A late morning check of the Sweetwater River in Chula Vista, between Highland Ave and N 2nd Ave, found us a bright male Eurasian Wigeon Anas penelope in among the more numerous American Wigeon. After some close views it made a short flight upstream, where it quickly slid away to remain hidden from view underneath the bank of the tidal channel.
[All photographs copyright, Gary Nunn 2012] – It has been pretty quiet lately in San Diego County on the shorebird scene, so it was a nice surprise to hear that Dave Povey had discovered a Pectoral Sandpiper Calidris melanotos on 07 Sep 2012 feeding along the edge of the San Diego River flood control channel at Robb Field, Ocean Beach. I was in the neighborhood and went right over there to find the bird was quite close, feeding on the algae mats, allowing some detailed photography.
The close views allowed careful examination of the rich rufous fringed plumage of the upperparts of this juvenile. It also has some buffy wash to the breast sides. The bird let out a couple of characteristic “trreeett” calls as it made a few short agile flights when the main group of Least and Western Sandpipers flushed.
Distinguished from the much rarer Sharp-tailed Sandpiper by its neatly defined complete breast and neck streaking, less capped appearance of the head, and a marginally longer bill. A nice bird to see close up!

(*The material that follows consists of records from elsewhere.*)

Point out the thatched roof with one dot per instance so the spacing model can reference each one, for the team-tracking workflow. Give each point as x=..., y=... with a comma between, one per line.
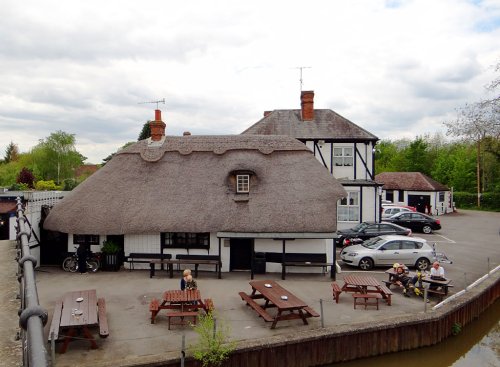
x=326, y=125
x=410, y=181
x=184, y=184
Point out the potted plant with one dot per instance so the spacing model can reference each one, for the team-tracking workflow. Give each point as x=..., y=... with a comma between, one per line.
x=110, y=251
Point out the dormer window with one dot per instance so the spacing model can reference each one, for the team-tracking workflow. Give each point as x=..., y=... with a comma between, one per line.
x=242, y=184
x=343, y=157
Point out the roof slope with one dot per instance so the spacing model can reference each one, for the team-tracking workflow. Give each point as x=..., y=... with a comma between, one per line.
x=184, y=184
x=327, y=125
x=414, y=181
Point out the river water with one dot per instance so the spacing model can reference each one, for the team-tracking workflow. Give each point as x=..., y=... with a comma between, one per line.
x=478, y=345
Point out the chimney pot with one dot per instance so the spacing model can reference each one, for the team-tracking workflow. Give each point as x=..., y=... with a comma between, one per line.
x=307, y=105
x=157, y=127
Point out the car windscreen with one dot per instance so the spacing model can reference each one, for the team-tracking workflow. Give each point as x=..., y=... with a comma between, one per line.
x=373, y=242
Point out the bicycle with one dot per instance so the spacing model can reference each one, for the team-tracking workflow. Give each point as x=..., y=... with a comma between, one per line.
x=71, y=263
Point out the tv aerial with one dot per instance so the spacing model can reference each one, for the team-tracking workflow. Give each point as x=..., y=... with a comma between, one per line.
x=157, y=102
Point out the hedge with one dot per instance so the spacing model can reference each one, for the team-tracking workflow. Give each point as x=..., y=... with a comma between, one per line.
x=467, y=200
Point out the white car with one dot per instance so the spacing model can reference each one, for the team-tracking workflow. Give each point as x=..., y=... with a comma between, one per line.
x=389, y=211
x=387, y=250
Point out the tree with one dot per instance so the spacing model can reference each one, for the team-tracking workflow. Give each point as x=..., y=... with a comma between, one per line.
x=26, y=177
x=11, y=153
x=145, y=132
x=56, y=157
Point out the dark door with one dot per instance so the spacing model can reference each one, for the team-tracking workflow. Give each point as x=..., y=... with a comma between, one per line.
x=421, y=202
x=120, y=241
x=53, y=245
x=240, y=254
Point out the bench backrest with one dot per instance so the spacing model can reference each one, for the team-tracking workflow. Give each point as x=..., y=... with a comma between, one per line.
x=197, y=257
x=141, y=255
x=275, y=257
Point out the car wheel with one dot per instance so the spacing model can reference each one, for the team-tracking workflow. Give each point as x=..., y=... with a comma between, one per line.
x=422, y=264
x=366, y=263
x=427, y=229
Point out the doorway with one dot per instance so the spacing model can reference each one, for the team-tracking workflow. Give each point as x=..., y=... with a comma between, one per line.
x=240, y=254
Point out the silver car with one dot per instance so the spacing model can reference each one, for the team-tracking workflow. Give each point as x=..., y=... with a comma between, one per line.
x=387, y=250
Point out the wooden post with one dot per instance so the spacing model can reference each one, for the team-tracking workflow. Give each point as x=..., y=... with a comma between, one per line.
x=283, y=266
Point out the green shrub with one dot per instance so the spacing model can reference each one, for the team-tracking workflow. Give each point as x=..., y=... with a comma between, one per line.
x=212, y=348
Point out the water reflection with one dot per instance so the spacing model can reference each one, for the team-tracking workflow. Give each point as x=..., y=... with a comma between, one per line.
x=477, y=345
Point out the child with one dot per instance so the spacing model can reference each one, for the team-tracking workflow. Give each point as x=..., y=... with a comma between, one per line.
x=191, y=283
x=185, y=274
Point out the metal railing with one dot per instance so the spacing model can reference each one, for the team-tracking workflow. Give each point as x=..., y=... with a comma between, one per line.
x=32, y=317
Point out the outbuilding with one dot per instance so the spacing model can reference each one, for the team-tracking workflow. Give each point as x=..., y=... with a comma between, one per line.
x=416, y=189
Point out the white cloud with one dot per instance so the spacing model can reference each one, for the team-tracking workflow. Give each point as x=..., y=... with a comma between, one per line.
x=396, y=68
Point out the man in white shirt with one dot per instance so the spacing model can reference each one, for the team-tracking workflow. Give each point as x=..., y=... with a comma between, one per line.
x=437, y=270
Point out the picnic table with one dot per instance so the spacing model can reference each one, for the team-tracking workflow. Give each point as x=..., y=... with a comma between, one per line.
x=183, y=304
x=78, y=312
x=366, y=290
x=289, y=306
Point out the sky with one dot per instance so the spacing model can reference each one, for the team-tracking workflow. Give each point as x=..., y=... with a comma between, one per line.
x=397, y=68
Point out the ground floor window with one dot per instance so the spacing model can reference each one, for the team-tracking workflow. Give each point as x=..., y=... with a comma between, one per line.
x=185, y=240
x=86, y=239
x=348, y=208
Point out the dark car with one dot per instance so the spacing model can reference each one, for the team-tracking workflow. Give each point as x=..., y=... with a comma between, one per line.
x=366, y=230
x=417, y=222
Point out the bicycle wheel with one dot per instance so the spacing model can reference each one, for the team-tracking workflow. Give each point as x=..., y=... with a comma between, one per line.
x=92, y=266
x=70, y=264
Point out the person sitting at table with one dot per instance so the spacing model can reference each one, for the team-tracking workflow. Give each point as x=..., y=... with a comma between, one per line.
x=437, y=273
x=403, y=280
x=185, y=274
x=191, y=283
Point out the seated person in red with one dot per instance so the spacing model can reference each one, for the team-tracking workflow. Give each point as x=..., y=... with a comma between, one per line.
x=402, y=279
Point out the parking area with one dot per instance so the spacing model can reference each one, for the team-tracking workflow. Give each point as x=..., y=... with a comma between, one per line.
x=471, y=239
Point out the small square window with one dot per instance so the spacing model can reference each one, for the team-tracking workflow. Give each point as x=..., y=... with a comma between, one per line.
x=242, y=183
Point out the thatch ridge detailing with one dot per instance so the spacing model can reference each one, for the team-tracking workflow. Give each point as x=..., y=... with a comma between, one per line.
x=216, y=144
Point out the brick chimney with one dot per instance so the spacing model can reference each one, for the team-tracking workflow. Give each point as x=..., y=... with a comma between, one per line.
x=307, y=105
x=157, y=127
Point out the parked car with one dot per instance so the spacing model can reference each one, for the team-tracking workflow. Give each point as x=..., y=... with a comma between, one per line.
x=389, y=211
x=417, y=222
x=366, y=230
x=387, y=250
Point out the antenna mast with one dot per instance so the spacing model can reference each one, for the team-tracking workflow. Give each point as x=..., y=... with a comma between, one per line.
x=157, y=102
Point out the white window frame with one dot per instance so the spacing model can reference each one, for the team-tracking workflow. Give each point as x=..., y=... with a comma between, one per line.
x=343, y=156
x=348, y=208
x=242, y=184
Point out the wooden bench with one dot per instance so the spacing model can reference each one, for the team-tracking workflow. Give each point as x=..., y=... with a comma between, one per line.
x=366, y=299
x=386, y=294
x=103, y=320
x=154, y=307
x=56, y=320
x=209, y=305
x=181, y=315
x=311, y=312
x=250, y=302
x=196, y=261
x=144, y=258
x=299, y=259
x=336, y=291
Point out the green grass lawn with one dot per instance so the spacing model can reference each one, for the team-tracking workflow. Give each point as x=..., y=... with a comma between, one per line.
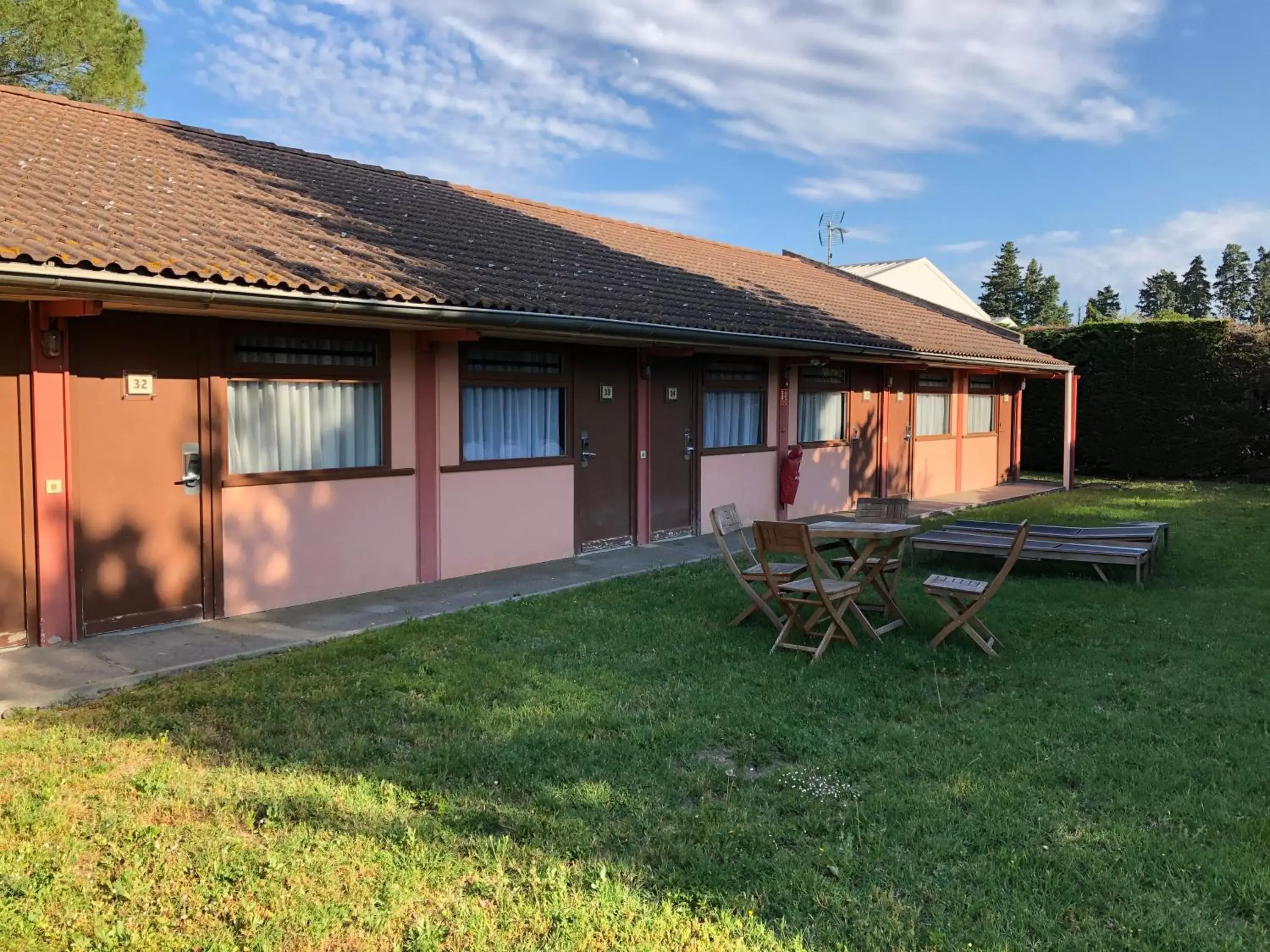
x=615, y=766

This location, accessed from Robb Field in Ocean Beach, is a good shorebird spot with some excellent previous recorded species including Bar-tailed Godwit and Baird’s Sandpiper. Some disturbance occurs from fishermen collecting bait from the mudflats here, but birds seem to tolerate this presence and some species, for example Snowy Egrets and Marbled Godwits, even follow the fishermen around picking over the muddy excavations.
Many thanks to Dave Povey for getting the news out quickly because this species can disappear in a second, as I witnessed in 2011 in South San Diego Bay. Detected in flight by its call, an individual touched down on the mudlflat right in front of me, I spun my ‘scope around and it had gone!